Instruments which are in conformity with harmonised standards or parts thereof the references of which have been published in the Official Journal of the European Union shall be presumed to be in conformity with the essential requirements set out in Annex I covered by those standards or parts thereof.
1.The conformity of instruments to the essential requirements set out in Annex I may be established by either of the following conformity assessment procedures as selected by the manufacturer:
(a)Module B as set out in point 1 of Annex II, followed either by Module D as set out in point 2 of Annex II, or by Module F as set out in point 4 of Annex II.

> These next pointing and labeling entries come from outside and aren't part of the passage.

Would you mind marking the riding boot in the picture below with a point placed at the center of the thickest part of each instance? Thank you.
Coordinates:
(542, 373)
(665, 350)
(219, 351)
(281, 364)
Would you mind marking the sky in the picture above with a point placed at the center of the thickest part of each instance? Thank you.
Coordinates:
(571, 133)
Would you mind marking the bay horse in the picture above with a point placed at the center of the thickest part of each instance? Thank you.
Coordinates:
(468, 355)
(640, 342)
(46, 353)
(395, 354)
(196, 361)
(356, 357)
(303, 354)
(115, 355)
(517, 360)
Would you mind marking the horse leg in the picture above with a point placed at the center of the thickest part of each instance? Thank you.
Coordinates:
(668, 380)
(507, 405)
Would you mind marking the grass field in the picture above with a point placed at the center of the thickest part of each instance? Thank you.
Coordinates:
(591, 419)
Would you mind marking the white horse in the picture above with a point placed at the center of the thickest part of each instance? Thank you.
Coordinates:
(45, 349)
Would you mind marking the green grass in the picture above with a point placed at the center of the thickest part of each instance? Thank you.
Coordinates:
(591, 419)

However, Module B shall not be compulsory for instruments which do not use electronic devices and the load-measuring device of which does not use a spring to balance the load. For those instruments not submitted to Module B, Module D1 as set out in point 3 of Annex II or Module F1 as set out in point 5 of Annex II shall apply;
(b)Module G as set out in point 6 of Annex II.
2.The documents and correspondence relating to the conformity assessment procedures referred to in paragraph 1 shall be drawn up in one of the official languages of the Member State where those procedures are carried out, or in a language accepted by the body notified in accordance with Article 19.
1.The EU declaration of conformity shall state that the fulfilment of the essential requirements set out in Annex I has been demonstrated.
2.The EU declaration of conformity shall have the model structure set out in Annex IV, shall contain the elements specified in the relevant modules set out in Annex II and shall be continuously updated. It shall be translated into the language or languages required by the Member State in which the instrument is placed or made available on the market.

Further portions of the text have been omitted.